Sunday, February 12, 2012

The End of the Beginning

(Here are some posts on my own blog that discuss openings.) To keep this relatively short, I want to focus on the all-important last paragraph.

The beginning of a story has a lot to do, and it might be most helpful to write your opening, write the rest of your story, then come back and revise the opening so it is more effective in setting up the plot questions and themes. I was helping a friend with a story just today, and we discussed the "end of the beginning." This book is about a girl raised in Europe who was forced by her parents to study piano for years. She is disillusioned by music and eager to get far away from her parents, so she chooses a college in the US that has lost its music program. That's the opening, setting up her college story.

I suggested that the author think about what is going to happen later in the book. The college is going to resuscitate the music program and recruit the protagonist to be the first major, and in the end of the book she's going to found her own punk band, showing that she has chosen her own way (not the parents or school). Boy! This is good, because it forces her to change, to learn to value her own talent, to choose rather than just react.

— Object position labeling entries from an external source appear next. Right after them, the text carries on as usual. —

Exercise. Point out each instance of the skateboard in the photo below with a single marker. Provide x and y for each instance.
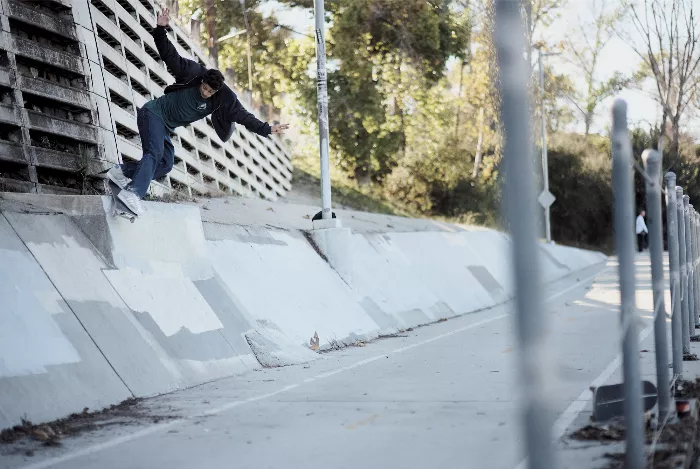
(118, 207)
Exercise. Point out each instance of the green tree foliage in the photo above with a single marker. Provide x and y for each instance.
(385, 58)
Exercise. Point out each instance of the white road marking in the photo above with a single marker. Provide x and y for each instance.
(96, 448)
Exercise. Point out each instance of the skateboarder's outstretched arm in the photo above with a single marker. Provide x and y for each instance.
(182, 69)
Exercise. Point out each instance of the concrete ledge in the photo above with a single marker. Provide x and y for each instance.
(184, 296)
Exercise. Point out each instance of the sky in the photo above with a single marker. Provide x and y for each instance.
(617, 56)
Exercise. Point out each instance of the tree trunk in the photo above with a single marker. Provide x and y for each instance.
(675, 136)
(588, 120)
(477, 157)
(212, 45)
(459, 99)
(662, 133)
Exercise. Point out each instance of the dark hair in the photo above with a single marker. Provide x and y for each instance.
(214, 79)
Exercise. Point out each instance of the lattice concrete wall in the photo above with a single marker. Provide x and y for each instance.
(73, 73)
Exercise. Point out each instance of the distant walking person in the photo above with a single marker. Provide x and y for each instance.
(196, 93)
(641, 230)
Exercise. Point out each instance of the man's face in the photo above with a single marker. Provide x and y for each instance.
(206, 90)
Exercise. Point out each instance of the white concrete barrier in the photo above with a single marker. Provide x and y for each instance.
(49, 366)
(101, 309)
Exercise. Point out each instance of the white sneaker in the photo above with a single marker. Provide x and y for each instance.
(116, 175)
(131, 200)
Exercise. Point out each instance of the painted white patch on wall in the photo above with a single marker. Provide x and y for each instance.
(383, 274)
(308, 295)
(175, 236)
(441, 264)
(172, 300)
(75, 270)
(30, 339)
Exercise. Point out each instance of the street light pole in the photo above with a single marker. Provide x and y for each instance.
(322, 97)
(546, 199)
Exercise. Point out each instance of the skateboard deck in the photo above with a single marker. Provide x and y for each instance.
(118, 207)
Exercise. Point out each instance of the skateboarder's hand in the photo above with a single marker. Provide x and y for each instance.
(163, 18)
(279, 128)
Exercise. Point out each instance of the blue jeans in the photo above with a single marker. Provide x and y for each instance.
(158, 153)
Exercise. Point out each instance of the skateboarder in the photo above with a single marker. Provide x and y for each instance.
(196, 93)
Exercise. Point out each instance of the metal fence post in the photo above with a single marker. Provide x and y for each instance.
(520, 206)
(690, 290)
(625, 246)
(673, 263)
(696, 254)
(692, 277)
(683, 263)
(652, 166)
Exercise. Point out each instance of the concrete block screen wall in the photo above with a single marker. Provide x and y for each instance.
(73, 74)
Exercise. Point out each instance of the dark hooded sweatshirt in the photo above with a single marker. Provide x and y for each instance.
(225, 108)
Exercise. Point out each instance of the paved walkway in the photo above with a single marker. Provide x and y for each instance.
(439, 396)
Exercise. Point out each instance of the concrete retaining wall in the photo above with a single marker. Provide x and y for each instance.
(101, 309)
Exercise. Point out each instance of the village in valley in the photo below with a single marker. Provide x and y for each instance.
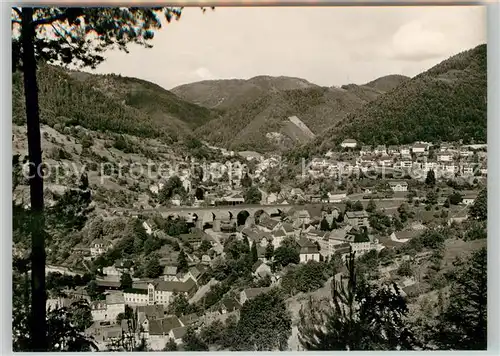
(284, 230)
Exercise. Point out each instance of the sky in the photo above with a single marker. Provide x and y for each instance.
(325, 45)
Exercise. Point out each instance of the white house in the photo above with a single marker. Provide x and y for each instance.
(365, 150)
(308, 251)
(405, 151)
(349, 143)
(98, 311)
(380, 150)
(146, 227)
(111, 271)
(419, 148)
(468, 199)
(361, 247)
(271, 198)
(176, 200)
(398, 186)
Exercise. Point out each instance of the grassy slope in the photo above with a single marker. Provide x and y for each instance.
(110, 103)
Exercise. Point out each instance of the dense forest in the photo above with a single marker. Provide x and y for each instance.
(445, 103)
(109, 103)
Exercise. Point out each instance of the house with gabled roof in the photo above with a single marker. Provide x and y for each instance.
(405, 150)
(380, 150)
(398, 186)
(392, 149)
(365, 150)
(419, 148)
(349, 143)
(268, 224)
(177, 334)
(170, 273)
(229, 305)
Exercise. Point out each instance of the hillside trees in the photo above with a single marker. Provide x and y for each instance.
(358, 317)
(463, 325)
(62, 35)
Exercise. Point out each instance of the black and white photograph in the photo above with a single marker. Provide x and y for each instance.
(249, 178)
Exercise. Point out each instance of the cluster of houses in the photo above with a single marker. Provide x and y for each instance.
(421, 157)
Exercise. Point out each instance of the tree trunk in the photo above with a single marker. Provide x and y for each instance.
(38, 328)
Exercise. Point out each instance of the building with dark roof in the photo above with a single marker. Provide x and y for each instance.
(158, 291)
(357, 218)
(309, 250)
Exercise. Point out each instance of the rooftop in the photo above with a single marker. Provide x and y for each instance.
(254, 292)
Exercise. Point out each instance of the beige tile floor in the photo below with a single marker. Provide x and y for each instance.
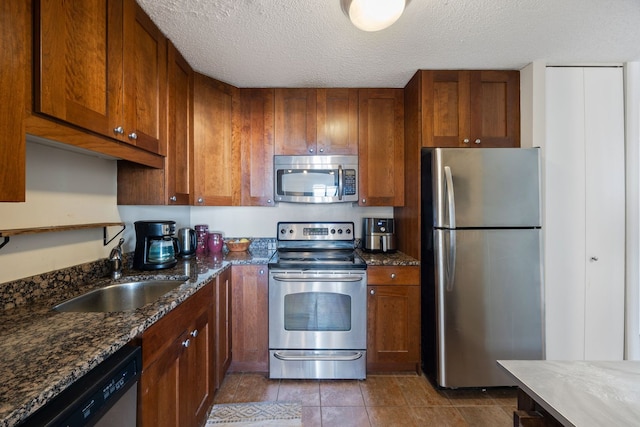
(380, 400)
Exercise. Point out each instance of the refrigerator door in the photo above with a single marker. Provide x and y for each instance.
(493, 308)
(486, 187)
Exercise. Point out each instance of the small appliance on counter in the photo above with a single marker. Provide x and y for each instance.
(378, 235)
(156, 248)
(187, 242)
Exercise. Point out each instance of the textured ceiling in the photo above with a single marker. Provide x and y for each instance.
(311, 43)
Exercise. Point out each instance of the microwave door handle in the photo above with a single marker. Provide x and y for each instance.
(340, 177)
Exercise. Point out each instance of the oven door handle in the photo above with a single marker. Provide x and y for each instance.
(282, 355)
(318, 279)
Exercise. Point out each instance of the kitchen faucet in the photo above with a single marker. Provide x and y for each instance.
(115, 259)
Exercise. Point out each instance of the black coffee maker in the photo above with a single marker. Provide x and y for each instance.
(156, 248)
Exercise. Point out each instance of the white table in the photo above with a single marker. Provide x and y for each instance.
(581, 393)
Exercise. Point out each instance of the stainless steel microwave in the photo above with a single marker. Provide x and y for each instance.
(315, 179)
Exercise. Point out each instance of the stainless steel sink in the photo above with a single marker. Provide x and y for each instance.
(120, 296)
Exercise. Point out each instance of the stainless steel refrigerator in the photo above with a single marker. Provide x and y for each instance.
(482, 293)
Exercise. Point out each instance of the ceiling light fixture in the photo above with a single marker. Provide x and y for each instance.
(373, 15)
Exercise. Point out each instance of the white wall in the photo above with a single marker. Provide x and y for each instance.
(66, 187)
(63, 188)
(632, 137)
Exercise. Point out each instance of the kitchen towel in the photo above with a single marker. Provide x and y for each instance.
(256, 414)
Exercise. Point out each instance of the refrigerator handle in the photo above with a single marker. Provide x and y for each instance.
(450, 196)
(451, 265)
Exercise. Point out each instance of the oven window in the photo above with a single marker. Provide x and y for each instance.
(317, 311)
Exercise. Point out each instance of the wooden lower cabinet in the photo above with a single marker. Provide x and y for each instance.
(393, 318)
(223, 326)
(177, 382)
(250, 318)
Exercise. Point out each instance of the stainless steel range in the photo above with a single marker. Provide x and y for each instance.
(317, 303)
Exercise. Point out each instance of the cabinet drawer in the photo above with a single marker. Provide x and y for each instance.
(389, 275)
(166, 330)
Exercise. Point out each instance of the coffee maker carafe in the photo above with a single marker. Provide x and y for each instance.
(378, 235)
(156, 248)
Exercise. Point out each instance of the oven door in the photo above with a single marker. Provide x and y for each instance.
(317, 324)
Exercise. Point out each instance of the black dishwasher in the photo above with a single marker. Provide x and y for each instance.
(106, 396)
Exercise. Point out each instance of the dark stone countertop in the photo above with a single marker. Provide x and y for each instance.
(386, 258)
(44, 351)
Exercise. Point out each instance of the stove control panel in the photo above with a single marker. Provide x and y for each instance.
(316, 231)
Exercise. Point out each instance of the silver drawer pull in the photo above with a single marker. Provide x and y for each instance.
(327, 357)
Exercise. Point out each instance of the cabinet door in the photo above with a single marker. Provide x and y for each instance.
(250, 318)
(78, 63)
(295, 121)
(393, 337)
(197, 387)
(14, 26)
(216, 160)
(223, 326)
(381, 147)
(256, 141)
(445, 108)
(337, 121)
(585, 211)
(160, 392)
(495, 109)
(180, 124)
(145, 79)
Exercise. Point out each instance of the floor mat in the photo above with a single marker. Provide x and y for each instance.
(256, 414)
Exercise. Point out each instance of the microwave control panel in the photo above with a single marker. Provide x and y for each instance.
(349, 182)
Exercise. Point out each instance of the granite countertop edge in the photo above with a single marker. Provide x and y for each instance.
(51, 349)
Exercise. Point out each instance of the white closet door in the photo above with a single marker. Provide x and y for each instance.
(584, 214)
(605, 209)
(564, 222)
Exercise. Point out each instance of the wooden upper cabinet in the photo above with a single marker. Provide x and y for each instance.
(14, 27)
(145, 79)
(180, 129)
(85, 76)
(381, 147)
(142, 185)
(216, 172)
(295, 121)
(257, 146)
(495, 108)
(78, 69)
(337, 121)
(316, 121)
(470, 108)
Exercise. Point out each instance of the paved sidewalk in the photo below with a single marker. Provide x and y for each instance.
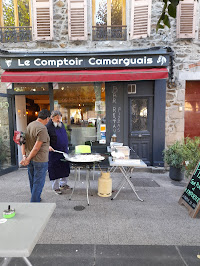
(124, 231)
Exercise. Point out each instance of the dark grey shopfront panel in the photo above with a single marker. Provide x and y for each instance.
(159, 122)
(149, 140)
(140, 123)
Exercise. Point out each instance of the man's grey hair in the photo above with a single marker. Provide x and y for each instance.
(55, 113)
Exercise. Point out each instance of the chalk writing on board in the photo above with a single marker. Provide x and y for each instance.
(116, 111)
(192, 192)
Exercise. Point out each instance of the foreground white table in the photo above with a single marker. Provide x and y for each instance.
(126, 166)
(19, 235)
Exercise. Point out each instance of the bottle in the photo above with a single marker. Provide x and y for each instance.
(114, 138)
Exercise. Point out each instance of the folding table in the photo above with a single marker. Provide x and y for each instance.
(87, 162)
(126, 167)
(19, 235)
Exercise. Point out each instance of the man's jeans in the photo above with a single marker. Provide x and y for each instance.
(37, 174)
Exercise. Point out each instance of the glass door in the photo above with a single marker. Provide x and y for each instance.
(7, 146)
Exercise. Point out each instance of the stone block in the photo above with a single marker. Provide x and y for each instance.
(175, 114)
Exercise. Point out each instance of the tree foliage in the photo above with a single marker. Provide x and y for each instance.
(169, 10)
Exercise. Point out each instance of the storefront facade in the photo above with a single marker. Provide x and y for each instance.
(124, 91)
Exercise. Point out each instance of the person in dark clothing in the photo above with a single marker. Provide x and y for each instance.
(58, 169)
(35, 153)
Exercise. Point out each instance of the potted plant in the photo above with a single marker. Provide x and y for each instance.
(191, 153)
(174, 157)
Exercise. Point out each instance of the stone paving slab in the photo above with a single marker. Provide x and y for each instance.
(114, 255)
(159, 220)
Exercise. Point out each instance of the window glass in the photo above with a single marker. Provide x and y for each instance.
(23, 11)
(83, 111)
(139, 114)
(8, 13)
(109, 13)
(6, 156)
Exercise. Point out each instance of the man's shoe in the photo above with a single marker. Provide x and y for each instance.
(58, 191)
(65, 187)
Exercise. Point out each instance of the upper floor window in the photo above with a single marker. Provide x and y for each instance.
(15, 13)
(109, 20)
(186, 19)
(16, 20)
(15, 23)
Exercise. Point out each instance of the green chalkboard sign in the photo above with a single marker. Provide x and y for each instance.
(191, 196)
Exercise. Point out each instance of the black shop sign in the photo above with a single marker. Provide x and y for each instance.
(84, 62)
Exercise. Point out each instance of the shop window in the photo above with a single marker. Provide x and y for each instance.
(83, 111)
(7, 156)
(77, 19)
(43, 19)
(186, 19)
(140, 19)
(109, 20)
(15, 21)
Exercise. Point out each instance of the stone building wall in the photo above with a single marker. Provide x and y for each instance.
(186, 52)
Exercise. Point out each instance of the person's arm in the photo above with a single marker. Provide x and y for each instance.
(32, 154)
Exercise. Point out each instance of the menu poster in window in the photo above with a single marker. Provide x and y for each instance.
(191, 196)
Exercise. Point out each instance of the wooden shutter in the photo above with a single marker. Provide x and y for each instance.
(140, 19)
(186, 19)
(77, 19)
(43, 19)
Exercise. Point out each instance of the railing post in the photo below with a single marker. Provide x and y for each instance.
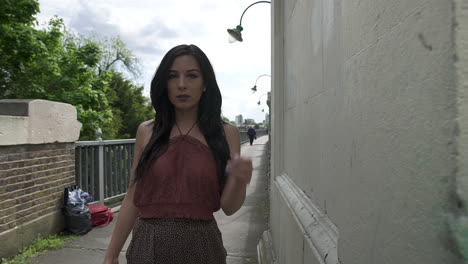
(101, 166)
(101, 173)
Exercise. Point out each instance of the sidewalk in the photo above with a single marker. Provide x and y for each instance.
(241, 231)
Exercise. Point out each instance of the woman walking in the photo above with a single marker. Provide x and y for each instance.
(186, 166)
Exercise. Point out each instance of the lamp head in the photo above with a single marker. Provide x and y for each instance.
(236, 34)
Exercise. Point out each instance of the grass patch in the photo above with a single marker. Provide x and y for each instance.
(38, 246)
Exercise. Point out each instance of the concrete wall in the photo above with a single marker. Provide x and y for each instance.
(369, 131)
(37, 160)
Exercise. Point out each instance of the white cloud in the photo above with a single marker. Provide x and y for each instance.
(152, 27)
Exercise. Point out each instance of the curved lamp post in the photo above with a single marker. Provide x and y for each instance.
(235, 33)
(254, 89)
(260, 99)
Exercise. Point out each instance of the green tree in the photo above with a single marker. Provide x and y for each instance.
(48, 64)
(129, 107)
(58, 65)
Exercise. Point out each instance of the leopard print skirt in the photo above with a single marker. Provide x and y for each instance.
(176, 241)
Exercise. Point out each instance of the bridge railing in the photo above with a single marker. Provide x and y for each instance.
(103, 167)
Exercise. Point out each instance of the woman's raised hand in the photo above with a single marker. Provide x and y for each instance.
(240, 169)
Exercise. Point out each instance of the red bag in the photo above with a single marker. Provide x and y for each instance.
(101, 215)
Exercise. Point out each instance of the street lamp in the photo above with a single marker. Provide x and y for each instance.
(254, 89)
(235, 33)
(260, 99)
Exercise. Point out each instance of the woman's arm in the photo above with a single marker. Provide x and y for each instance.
(239, 174)
(128, 211)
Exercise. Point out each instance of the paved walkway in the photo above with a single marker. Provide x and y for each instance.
(241, 231)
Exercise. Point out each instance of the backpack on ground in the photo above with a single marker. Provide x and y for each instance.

The end of the opening, however, could set up the "praxis" of her journey, by posing a bit of a conflict or question. In a way, the last paragraph in the opening could serve as a "hinge" to the rest of the story, actually helping to open up to the rising conflict and rising action of the middle, and hinting at the theme that will be resolved in the ending.

His first chapter has her choosing a college, deliberately selecting the one that has lost its music program. I suggested a final paragraph that would emphasize what he wants the reader to think about. But to achieve that, he must identify what that is! Does he want the reader to think about her disorientation at being in the US after Europe, a fish out of water? Or her sense of her musical talent being trapped by the expectations of her parents even as she arrives in this new place?

He agreed with the latter, that her journey should start with her resistance to those expectations, and so he wanted to draw the reader's attention to this. So he ended the first chapter this way, "My first class was History of Culture, in the Humanities Quad. Shoved into a corner of the lecture hall was a grand piano, swaddled in a gray quilted cover. I hurried past and took a seat in the center, directly in front of the professor."

This sets up the conflict between her desire to be "merely a student" and her musical talent and provides a concrete action (hurrying past the piano) to symbolize the beginning of her journey from resistance to self-acceptance. If the author wanted to emphasize her "fish out of water" aspect, how could that be achieved with the same situation (entering her first class lecture hall)?

Another way to use that final paragraph in the first chapter is to set up a motif (a recurring thematic image or concept) which the rest of the story will develop. For example, in my Regency novel Poetic Justice, the first chapter pits the hero John against an enemy, who tries to trick him by offering an alliance and then trying to kill him. I was worried that the adventure of this opening would conflict with the quieter aspects of the rest of the story. But when I realized that no matter what the situation, John was always being "tested," especially by the class system that scorns him as a tradesman.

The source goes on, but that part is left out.